Parêntese
É falso que existam ainda, na nossa democracia-arrastadeira, Esquerda e Direita. Porquê? Porque o pessoal anda (quase todo) com uma mão à frente e outra atrás. Ó larilas se não anda.
Pátria-espreguiçadeira, amoral e desmiolada, conluiada com sacanas gitanos e beócios monhés, a lusa terra chega a confranger: manhosa, mesquinha, avara e ignara, parece uma vaca de tetas murchas a cujo lombo se encavalita uma sórdida corja de cevados mamadores de comendas, prebendas e demais prendas. Sem desígnio, desprovida de instrução, preguiçosa, soez, deslavada, vil e cadaverosa, a portugalidade desmerece mais e mais, cada dia que se esvai ao vórtice do Tempo e da História, o 25 de Abril que, ingenuamente, a quis reabilitar.

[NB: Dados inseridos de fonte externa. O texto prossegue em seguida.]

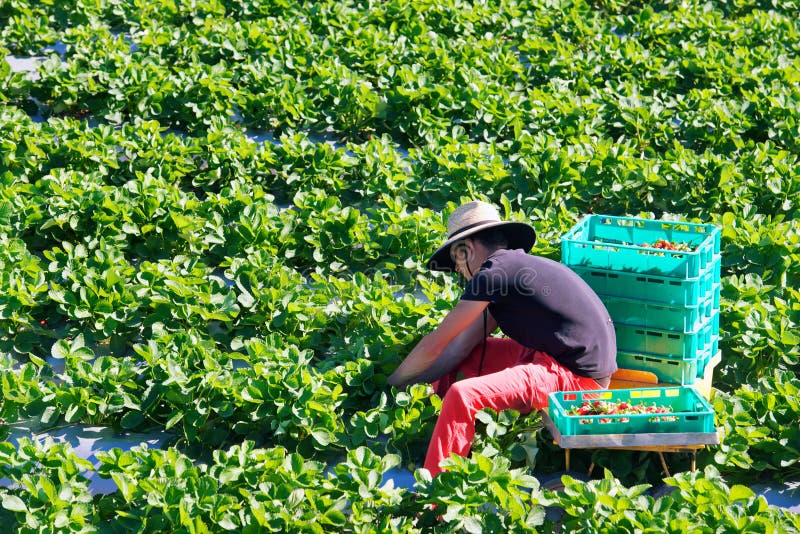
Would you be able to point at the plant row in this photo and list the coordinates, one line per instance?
(702, 78)
(250, 489)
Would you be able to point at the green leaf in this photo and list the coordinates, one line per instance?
(132, 419)
(60, 349)
(740, 493)
(14, 503)
(174, 420)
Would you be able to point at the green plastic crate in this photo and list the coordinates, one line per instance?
(652, 288)
(660, 342)
(691, 413)
(635, 312)
(616, 243)
(683, 372)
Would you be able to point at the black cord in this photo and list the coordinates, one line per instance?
(483, 350)
(485, 320)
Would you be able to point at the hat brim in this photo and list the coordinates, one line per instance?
(519, 234)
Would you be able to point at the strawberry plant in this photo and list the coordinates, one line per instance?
(214, 217)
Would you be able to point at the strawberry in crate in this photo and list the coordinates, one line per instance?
(616, 409)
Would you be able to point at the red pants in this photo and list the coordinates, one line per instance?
(512, 377)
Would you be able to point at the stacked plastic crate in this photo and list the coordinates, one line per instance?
(664, 301)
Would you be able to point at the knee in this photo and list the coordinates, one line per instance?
(459, 395)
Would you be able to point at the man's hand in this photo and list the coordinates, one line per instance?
(462, 328)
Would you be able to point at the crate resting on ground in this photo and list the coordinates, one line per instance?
(688, 412)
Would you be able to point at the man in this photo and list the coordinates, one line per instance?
(559, 336)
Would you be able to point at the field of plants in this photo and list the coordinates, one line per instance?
(214, 218)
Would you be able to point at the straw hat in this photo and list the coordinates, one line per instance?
(471, 218)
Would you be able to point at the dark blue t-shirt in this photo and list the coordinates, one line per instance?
(544, 305)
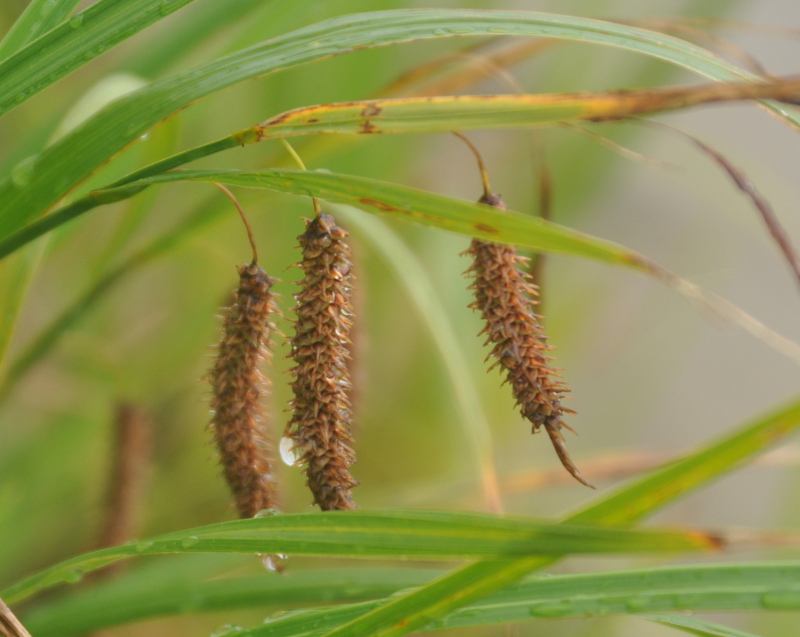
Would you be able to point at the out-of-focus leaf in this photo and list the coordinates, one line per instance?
(389, 534)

País de doutorzecos & sucateiros, de padrecas sem doutrina & exércitos sem salvação, de sargentolas obesos & poetinhas esquálidos, Portugaleco de fadistas-couve-flor & amendoeiras–d’arrebenta-pontes: verdade, verdade, verdade, verdade.
(E no entanto, quando ninguém ciranda pela periferia do olhar, o céu português é por vezes de um azul coruscante como um azulejo lavado a beijos. As laranjeiras patrícias chegam, de formosas, a doer na nacionalidade. As searas estouram de ouro. Os canaviais inclinam o vento pensativo. O torrão-de-Alicante e o carapau-de-escabeche, a água-pé e a da fonte, o adro da igreja deflagrando de cal, a pólvora fogueteira dos Agostos da infância, as mães cuidando dos ninhos pobres, a senhora-dos-gatos sempre de cesto, o retrato do Pai convocando o amor filial a preto-e-branco: tudo isto é devida, acertada e justamente português, ainda. As mulheres lusitanas são senhoras cuja volumetria vale perfume. E as crianças são milagres individuais cuja epifania é cânfora, âmbar, mirra, incenso e estearina ígnea em noite invernosa.
E se tal vos afianço com o coração nas mãos, é porque, sem que o notásseis, furtivamente tirei de trás a esquerda e da frente a direita.)